It was one of his father’s neighbours who found his father’s
birding binoculars on a clifftop, a few miles from the house. The
neighbour looked down. He called out but got no response.
His father must have fallen about a hundred feet.
It was a lie—it didn’t get easier. There was no help when you lost
someone you loved. And there was no help for someone like his father, nothing that could have made it better, nothing Lewis or anyone
could have done or said to prevent his father from killing himself.
It was important to be honest about this. It was important to
see the world as it really was, and to understand its limitations and his own.

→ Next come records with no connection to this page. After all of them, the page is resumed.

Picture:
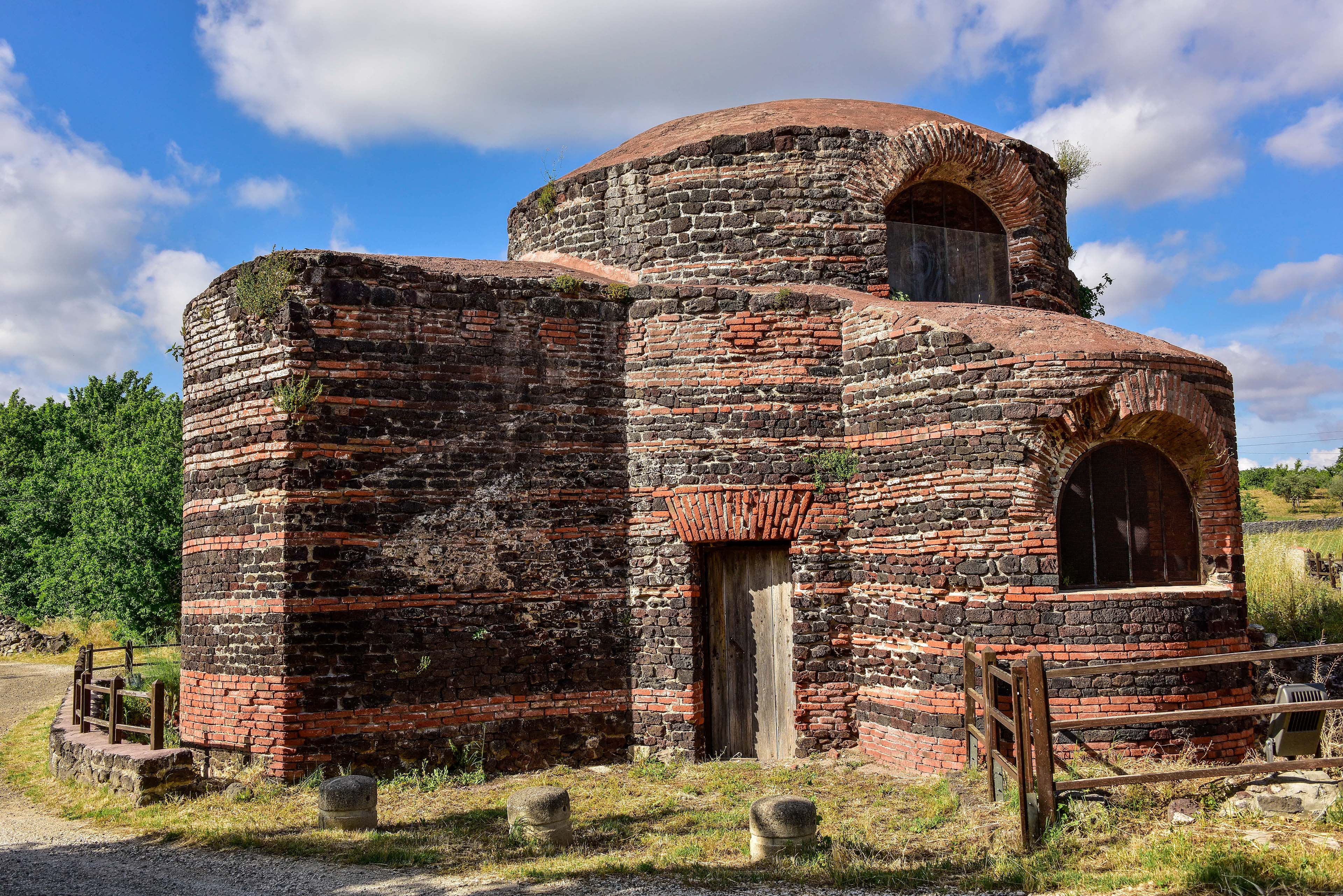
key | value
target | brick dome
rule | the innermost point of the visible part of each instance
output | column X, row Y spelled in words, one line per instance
column 860, row 115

These were not conclusions he had reached on his own. They
were the words of his uncle, whom Lewis had called one night at
Evelina’s urging. It’s good to know the truth, she said. But there wasn’t much truth to be known. His uncle told him his father had always
been odd, even when they were children. He didn’t wish to mine the
past any further. He wasn’t unkind, but he was gruff, and Lewis knew
he wouldn’t call again.
Now, his hand on his gun, he opened the garage door and flicked
on the light.
Nothing, not even the car. The floor had been swept clean.
“Okay,” he said to the empty garage. “Good. Okay, then.”
He walked back into the empty house.
Nothing but the clean rooms and the name of Scout’s vet pinned
to the fridge with a magnet and Vera’s red bathing suit hanging from
the dresser.
The carpet had been vacuumed in the bedroom as well, the sheets
washed and the bed made. The closets were empty save for their
hangers. He took Vera’s bathing suit in his hand.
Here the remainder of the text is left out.